Matthew Whiley

Personal information
- Full name: Matthew Jeffrey Allen Whiley
- Born: 6 May 1980 (age 46) Nottingham, Nottinghamshire, England
- Batting: Right-handed
- Bowling: Left-arm fast

Domestic team information
- 2001–2003: Leicestershire
- 1998–2000: Nottinghamshire
- 1998–2000: Nottinghamshire Cricket Board

Career statistics
| Competition | First-class | List A |
| Matches | 18 | 23 |
| Runs scored | 72 | 28 |
| Batting average | 4.00 | 28.00 |
| 100s/50s | –/– | –/– |
| Top score | 16 | 14* |
| Balls bowled | 2,405 | 860 |
| Wickets | 27 | 18 |
| Bowling average | 66.55 | 41.83 |
| 5 wickets in innings | – | – |
| 10 wickets in match | – | – |
| Best bowling | 3/60 | 2/20 |
| Catches/stumpings | 3/– | 5/– |
- Source: Cricinfo, 28 October 2011

= Matthew Whiley =

English cricketer

Matthew Jeffrey Allen Whiley (born 6 May 1980) is a former English cricketer. Whiley was a right-handed batsman who bowled left-arm fast-medium. He played for Nottinghamshire and Leicestershire during a five-year first-class career.

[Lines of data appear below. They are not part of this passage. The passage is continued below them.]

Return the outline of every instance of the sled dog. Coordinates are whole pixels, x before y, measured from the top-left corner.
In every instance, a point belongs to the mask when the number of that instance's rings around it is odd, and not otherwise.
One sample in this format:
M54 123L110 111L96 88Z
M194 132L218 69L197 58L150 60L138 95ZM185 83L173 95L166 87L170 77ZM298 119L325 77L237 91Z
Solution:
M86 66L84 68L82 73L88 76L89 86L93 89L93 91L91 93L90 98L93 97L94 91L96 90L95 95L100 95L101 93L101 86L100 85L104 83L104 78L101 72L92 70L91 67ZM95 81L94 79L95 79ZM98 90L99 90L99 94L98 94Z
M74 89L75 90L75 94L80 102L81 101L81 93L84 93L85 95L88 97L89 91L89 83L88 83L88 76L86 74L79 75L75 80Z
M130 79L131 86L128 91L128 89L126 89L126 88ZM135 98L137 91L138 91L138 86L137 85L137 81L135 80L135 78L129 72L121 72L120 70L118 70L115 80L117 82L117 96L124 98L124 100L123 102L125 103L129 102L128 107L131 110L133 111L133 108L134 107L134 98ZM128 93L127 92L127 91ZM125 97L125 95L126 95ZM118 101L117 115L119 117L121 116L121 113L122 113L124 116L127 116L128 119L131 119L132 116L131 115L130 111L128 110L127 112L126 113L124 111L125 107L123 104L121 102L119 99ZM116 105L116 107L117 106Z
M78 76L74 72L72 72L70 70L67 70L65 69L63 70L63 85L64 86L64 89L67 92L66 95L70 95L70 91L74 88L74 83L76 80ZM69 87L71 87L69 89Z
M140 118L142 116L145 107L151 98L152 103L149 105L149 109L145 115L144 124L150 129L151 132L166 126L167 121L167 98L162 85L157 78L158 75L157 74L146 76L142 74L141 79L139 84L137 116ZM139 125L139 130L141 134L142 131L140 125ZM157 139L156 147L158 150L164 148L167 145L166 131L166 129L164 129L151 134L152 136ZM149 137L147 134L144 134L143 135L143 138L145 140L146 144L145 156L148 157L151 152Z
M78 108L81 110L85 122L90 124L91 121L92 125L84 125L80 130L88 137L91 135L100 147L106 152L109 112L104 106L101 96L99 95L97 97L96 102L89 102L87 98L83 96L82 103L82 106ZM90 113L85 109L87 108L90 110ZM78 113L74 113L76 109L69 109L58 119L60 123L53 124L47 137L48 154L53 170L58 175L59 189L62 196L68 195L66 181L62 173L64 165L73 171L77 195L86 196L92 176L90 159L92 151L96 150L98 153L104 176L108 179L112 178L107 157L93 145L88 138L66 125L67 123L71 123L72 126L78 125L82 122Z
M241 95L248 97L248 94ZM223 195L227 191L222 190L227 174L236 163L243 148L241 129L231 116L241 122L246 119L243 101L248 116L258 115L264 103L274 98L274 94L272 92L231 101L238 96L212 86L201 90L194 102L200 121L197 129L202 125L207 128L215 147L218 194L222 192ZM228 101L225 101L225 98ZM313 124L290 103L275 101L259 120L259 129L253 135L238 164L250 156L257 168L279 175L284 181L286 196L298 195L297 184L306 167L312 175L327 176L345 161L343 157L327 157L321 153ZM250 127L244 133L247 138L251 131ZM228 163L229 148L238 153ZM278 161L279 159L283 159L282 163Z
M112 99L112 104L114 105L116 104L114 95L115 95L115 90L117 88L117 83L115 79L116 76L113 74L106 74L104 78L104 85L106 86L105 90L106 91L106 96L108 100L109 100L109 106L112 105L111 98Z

The Nottingham native, who has one Youth Test match, made his County Championship debut in the 1998 season, though he mostly appeared for the second team between then and 2001. Whiley started appearing more commonly for Leicestershire in April 2001, the season after their promotion from Division Two of the County Championship. He stayed with the first team until 2003, when Leicestershire were relegated and subsequently had a mass-clearout. Whiley was a tail-ending batsman for both his county sides.